During Biden's visit, U.S. Jews held a demonstration outside the White House to demand that Biden halt the violent dispossession of Palestinians in Masafer Yatta.
The next stop on Biden's tour is Saudi Arabia, where he is expected to try to persuade Crown Prince Mohammed bin Salman to boost global oil supplies to ease the energy crisis triggered by Russia's invasion of Ukraine without appearing to embrace an autocrat accused of numerous human rights violations, including authorizing the grisly execution of Saudi-American journalist Jamal Khashoggi and bombing Yemen with U.S. weapons.

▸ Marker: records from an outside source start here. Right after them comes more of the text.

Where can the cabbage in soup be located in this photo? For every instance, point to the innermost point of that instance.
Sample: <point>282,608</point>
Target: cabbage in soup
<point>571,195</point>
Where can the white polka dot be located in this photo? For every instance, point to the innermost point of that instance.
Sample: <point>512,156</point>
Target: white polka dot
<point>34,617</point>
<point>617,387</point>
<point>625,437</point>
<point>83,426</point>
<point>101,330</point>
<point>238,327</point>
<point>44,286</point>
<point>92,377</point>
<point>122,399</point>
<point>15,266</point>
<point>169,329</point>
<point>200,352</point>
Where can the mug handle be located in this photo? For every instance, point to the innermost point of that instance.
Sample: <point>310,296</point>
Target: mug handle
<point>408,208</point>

A coalition of peace groups including CodePink, Hands Off Yemen, and World Beyond War denounced Biden's decision to meet with Israeli and Saudi leaders, writing Wednesday in a joint statement:
We stand firmly against the occupation of Palestine, the blockade and war on Yemen, as well as Saudi Arabia and Israeli occupation forces' blatant attacks on free press. We condemn the Biden administration's ongoing collaboration with two of the most egregious sponsors of state violence in the world. With this visit, this administration has once again demonstrated its commitment to U.S. military and economic dominance over all other objectives.
Paul O'Brien, executive director of Amnesty International USA, argued that "President Biden must seize this opportunity to prioritize the advancement of human rights over short-term interests, and make clear that there can be no double standards when it comes to promoting human rights."
"If the U.S. continues on its current course," he added, "it will only embolden abusive governments to further silence dissenting voices, oppress minorities, and ruthlessly crush the rights of millions of people in the region."